めんどくさい人だと思う。けれどそのどれもが、愛おしい。
わたしは自分の唇を指でなぞった。
「夫となる人のために、唇の純潔を守ってきました。わたしの唇に触れた人はいません。ですから夫となる人に、約束して欲しいのです。——わたしに選ばれた、世界でただひとりの男だと自覚してください」
「っ⁉︎ 自覚しています!!」
「いいえ、上部だけでしょう? わたしの愛する人は、本の
「待ってくださいっ! その件なら、何度も謝っています!!」
「謝罪だけでは足りません。自覚してください」
ヴェリニヘルムの頬を、両手で包み込む。
「わたしは殿下を夫とし、生涯愛し抜くことを誓います。殿下が死んでも、再婚はしません。だから、自分を軽く扱わないで欲しいのです。この世に、自分は一人しかいないことを自覚してください」
ヴェリニヘルムの顔が歪み、耐え切れなかった涙がこぼれる。柔らかな涙が、頬を包む手のひらに吸い込まれる。
「私は、母から愛されなかった人間です。産みたくなどなかった。お前がこの世に生を受けたのは間違いだった。今すぐに消えて欲しい。……そのような罵声を浴びて、育ちました。そのせいでどうしても、自分などこの世にいなくてもいいのだと思ってしまう。けれどあなたに選ばれた夫は、私。あなたに愛される喜びを生に変えて、一緒に歩んでいきます」
愛する人が、自分を愛していないのは寂しい。母親から受けた傷は、彼の心身から消えることはないだろう。だったらその傷に種を蒔きたい。傷を隠すのではなく、傷跡から花を咲かせてみたい。それが毒花だったとしても、わたしはヴェリニヘルムを愛している。

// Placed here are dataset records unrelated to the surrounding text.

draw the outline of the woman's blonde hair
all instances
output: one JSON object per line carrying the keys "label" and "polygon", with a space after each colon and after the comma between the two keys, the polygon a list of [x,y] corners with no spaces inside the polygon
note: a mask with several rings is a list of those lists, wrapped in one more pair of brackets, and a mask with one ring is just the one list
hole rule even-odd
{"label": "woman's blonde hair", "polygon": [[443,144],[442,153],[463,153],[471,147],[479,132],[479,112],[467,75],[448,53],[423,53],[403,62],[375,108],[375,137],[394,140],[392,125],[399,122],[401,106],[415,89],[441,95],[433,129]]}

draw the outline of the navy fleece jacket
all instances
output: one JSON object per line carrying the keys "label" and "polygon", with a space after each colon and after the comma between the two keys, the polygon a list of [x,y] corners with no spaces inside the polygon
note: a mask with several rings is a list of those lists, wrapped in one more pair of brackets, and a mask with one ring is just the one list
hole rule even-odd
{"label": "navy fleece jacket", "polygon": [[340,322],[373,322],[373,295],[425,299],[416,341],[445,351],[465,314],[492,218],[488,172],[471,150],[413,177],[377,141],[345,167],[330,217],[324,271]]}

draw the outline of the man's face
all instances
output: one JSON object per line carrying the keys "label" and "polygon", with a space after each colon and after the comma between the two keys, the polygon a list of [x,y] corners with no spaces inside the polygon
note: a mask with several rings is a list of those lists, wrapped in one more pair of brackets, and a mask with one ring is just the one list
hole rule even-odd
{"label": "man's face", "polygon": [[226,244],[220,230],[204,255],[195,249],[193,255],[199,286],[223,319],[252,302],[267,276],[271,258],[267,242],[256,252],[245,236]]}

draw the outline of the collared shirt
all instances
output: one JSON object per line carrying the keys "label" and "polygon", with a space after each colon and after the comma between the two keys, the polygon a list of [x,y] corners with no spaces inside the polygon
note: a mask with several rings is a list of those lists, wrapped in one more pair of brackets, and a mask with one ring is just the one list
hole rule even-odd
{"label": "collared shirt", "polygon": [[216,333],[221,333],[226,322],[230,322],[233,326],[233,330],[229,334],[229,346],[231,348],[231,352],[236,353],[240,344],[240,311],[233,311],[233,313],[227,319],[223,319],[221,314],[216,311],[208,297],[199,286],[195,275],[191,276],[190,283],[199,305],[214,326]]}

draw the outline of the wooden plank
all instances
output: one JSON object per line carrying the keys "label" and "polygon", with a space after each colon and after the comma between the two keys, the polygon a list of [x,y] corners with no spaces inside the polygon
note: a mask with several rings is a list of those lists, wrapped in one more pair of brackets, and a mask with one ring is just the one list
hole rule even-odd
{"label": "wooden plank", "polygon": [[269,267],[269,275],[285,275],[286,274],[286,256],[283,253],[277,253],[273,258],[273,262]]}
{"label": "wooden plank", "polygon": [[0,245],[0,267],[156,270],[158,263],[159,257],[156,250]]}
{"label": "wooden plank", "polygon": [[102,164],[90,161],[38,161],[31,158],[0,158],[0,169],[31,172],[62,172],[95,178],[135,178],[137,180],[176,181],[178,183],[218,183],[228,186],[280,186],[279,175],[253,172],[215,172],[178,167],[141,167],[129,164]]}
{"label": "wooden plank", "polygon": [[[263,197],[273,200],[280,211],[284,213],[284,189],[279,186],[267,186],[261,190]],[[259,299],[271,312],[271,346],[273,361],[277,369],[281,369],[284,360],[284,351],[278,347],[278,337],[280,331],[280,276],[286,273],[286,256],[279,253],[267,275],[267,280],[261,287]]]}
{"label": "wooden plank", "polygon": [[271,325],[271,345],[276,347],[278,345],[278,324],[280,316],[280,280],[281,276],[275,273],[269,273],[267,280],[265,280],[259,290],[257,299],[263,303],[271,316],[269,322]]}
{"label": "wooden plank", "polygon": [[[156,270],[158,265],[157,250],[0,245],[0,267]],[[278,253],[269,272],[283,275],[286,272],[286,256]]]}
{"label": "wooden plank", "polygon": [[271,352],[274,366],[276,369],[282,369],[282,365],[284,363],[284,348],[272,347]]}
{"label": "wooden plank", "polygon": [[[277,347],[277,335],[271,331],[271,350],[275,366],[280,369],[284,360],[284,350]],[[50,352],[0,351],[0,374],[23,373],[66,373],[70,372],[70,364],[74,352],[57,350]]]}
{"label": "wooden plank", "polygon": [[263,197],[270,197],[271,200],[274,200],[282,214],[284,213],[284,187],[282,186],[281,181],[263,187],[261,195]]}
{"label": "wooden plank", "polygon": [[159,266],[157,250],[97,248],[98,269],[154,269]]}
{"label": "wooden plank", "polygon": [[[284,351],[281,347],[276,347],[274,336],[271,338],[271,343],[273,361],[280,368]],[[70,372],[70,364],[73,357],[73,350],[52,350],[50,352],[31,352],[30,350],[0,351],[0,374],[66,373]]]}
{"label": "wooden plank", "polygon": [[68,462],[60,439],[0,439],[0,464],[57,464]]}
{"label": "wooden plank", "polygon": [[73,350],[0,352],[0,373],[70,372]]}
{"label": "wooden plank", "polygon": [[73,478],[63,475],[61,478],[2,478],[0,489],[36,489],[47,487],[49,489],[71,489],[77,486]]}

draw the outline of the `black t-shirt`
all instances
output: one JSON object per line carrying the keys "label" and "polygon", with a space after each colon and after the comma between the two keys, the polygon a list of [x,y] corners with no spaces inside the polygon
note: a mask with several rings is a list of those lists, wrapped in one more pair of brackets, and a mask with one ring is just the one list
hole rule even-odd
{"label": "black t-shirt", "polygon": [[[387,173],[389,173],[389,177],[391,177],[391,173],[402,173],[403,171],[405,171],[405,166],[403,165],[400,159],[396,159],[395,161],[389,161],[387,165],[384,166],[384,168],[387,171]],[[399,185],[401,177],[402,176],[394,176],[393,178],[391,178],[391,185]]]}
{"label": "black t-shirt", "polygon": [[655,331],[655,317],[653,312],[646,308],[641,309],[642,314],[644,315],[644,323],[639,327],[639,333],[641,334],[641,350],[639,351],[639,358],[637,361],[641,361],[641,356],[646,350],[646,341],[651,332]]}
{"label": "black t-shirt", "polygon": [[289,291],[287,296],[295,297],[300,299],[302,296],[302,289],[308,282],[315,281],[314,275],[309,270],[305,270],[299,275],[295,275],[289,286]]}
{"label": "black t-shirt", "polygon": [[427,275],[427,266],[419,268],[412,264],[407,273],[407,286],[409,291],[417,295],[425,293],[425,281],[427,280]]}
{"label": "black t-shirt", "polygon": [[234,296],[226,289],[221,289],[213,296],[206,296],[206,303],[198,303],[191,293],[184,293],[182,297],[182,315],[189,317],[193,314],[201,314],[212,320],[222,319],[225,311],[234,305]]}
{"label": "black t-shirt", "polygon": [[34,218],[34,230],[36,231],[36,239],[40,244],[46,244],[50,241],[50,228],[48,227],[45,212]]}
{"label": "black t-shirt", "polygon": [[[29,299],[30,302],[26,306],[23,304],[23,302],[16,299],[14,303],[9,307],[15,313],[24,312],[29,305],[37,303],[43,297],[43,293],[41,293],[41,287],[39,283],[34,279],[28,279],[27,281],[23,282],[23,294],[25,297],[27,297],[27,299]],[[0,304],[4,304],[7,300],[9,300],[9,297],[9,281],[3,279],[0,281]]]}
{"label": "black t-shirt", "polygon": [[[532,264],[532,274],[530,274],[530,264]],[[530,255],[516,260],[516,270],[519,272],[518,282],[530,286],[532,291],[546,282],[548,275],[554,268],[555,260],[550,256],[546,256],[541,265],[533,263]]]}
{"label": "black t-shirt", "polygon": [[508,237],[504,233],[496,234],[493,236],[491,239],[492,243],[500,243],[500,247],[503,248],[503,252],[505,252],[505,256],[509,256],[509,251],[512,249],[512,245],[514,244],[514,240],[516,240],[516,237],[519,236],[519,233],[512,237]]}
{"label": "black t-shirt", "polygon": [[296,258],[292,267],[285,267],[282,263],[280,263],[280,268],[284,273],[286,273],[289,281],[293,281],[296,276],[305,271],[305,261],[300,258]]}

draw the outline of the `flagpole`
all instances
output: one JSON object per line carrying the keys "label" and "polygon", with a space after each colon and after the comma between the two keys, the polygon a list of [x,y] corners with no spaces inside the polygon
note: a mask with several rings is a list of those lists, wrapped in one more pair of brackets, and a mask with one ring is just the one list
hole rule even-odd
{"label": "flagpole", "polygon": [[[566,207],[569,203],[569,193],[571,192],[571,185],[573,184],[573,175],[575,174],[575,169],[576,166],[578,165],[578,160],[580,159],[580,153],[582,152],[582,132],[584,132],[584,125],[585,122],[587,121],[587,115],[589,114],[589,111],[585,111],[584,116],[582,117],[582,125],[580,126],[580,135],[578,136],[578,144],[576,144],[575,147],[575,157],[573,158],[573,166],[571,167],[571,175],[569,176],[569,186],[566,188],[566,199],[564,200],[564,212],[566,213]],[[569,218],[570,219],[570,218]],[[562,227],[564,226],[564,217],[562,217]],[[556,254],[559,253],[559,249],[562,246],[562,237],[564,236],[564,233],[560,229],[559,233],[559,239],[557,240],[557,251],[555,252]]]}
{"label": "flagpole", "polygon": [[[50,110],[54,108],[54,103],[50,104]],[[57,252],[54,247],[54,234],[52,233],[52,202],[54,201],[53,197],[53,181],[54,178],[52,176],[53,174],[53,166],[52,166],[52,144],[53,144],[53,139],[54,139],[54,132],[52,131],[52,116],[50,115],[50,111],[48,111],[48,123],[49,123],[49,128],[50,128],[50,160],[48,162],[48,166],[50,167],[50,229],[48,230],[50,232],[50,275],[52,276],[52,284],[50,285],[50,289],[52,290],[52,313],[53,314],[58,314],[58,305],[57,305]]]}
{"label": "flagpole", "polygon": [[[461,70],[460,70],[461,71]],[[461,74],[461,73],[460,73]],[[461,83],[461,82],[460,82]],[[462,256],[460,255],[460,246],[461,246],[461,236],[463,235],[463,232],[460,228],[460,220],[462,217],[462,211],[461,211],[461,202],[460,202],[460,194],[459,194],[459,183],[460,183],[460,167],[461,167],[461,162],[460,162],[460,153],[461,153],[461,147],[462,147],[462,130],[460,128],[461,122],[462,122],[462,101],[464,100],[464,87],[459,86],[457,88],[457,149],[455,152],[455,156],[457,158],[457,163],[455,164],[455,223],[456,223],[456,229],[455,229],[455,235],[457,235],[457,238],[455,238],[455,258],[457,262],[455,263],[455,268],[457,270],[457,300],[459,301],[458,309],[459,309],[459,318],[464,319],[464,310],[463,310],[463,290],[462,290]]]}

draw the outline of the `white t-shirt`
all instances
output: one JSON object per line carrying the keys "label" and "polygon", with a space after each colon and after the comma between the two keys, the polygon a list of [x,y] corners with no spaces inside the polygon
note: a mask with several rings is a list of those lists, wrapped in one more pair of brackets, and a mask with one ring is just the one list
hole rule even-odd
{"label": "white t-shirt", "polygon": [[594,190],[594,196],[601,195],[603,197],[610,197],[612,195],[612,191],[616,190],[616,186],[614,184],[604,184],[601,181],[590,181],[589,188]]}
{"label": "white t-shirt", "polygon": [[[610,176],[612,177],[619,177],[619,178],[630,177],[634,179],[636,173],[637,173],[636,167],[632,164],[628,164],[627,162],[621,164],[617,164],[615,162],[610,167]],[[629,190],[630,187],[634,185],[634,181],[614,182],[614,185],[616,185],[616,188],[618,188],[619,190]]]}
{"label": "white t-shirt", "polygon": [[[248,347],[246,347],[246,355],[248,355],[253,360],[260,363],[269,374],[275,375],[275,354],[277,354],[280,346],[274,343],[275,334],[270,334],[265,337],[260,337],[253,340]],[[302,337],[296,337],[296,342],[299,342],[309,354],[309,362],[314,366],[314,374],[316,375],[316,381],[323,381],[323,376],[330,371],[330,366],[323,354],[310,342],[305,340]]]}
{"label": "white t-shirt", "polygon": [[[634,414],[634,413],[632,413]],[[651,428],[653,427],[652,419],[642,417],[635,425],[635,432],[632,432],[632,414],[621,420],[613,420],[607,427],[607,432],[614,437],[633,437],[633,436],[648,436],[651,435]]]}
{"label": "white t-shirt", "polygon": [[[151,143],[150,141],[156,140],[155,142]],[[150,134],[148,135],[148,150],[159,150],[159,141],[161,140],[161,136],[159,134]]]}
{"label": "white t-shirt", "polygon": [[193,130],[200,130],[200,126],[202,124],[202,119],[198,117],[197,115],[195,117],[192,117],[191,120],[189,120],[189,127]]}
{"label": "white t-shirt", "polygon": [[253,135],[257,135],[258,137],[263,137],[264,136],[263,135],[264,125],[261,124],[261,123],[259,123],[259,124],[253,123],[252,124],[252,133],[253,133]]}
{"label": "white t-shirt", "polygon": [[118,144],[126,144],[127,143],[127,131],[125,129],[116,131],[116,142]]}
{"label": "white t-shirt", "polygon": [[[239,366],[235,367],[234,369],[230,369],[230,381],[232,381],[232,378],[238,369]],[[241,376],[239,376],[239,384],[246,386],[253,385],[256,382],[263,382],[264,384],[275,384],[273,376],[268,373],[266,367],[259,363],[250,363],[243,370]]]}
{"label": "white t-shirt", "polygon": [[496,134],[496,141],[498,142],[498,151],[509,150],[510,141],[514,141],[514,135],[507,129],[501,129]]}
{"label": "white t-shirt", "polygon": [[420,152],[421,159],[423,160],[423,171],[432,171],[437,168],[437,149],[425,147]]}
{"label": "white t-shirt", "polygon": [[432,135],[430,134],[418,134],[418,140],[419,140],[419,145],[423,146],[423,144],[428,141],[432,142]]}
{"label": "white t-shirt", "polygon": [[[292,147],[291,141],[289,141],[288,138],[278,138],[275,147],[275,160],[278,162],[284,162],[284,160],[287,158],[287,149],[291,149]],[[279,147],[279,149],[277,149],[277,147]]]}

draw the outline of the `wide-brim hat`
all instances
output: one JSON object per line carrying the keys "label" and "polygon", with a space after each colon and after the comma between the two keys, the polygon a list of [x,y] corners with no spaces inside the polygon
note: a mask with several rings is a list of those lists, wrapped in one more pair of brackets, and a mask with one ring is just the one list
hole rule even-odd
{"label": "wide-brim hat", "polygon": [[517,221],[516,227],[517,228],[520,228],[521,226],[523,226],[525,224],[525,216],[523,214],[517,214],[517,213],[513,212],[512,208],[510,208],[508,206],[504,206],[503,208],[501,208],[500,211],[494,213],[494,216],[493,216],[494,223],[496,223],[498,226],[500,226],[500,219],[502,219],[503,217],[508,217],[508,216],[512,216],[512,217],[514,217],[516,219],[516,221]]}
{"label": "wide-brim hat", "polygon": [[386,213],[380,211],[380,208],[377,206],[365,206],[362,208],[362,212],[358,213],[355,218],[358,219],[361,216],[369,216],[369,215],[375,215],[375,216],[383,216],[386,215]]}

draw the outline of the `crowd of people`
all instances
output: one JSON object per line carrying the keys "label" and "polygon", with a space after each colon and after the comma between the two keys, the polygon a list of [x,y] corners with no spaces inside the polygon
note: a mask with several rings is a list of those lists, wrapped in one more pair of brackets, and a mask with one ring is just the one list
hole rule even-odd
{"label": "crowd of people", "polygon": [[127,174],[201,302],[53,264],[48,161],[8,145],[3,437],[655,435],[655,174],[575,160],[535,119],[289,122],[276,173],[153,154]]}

わたしたちは愛し合っている。けれど控室から出た瞬間から、仮面夫婦になる。
憮然とした表情のヴェリニヘルムと、隣に立つ男に無関心なわたし。
式に参列している誰もが、わたしたちの間に漂う冷たいものを感じて、困惑している。
作り笑いを顔に張り付けた司教のもと、結婚式は順調に行われた。典礼定式書に淡々と従い、義務的に指輪を受け取り、素っ気ない口ぶりで婚約を誓った。キスは素振りを見せただけで、実際の口づけはしなかった。
にこりとも笑うことのないわたしたちに、ノルール国王は満足げな顔をし、デンタート王国のノイシュ王太子は獰猛な笑みを深めた。
(そうやって誰もが勝手に、わたしがヴェリーを愛していないと喜んでいればいいわ。口づけはしなかったけれど、ヴェリーが小声で「夜に……」と囁いたことを知らないでしょうね)
こうしてわたしたちは終始、真冬の嵐のような冷気を吹雪かせ、神の祝福に満ちているはずの結婚式で人々を凍りつかせた。精一杯の愛想笑いをしていた司教でさえ、最後には顔色を失った。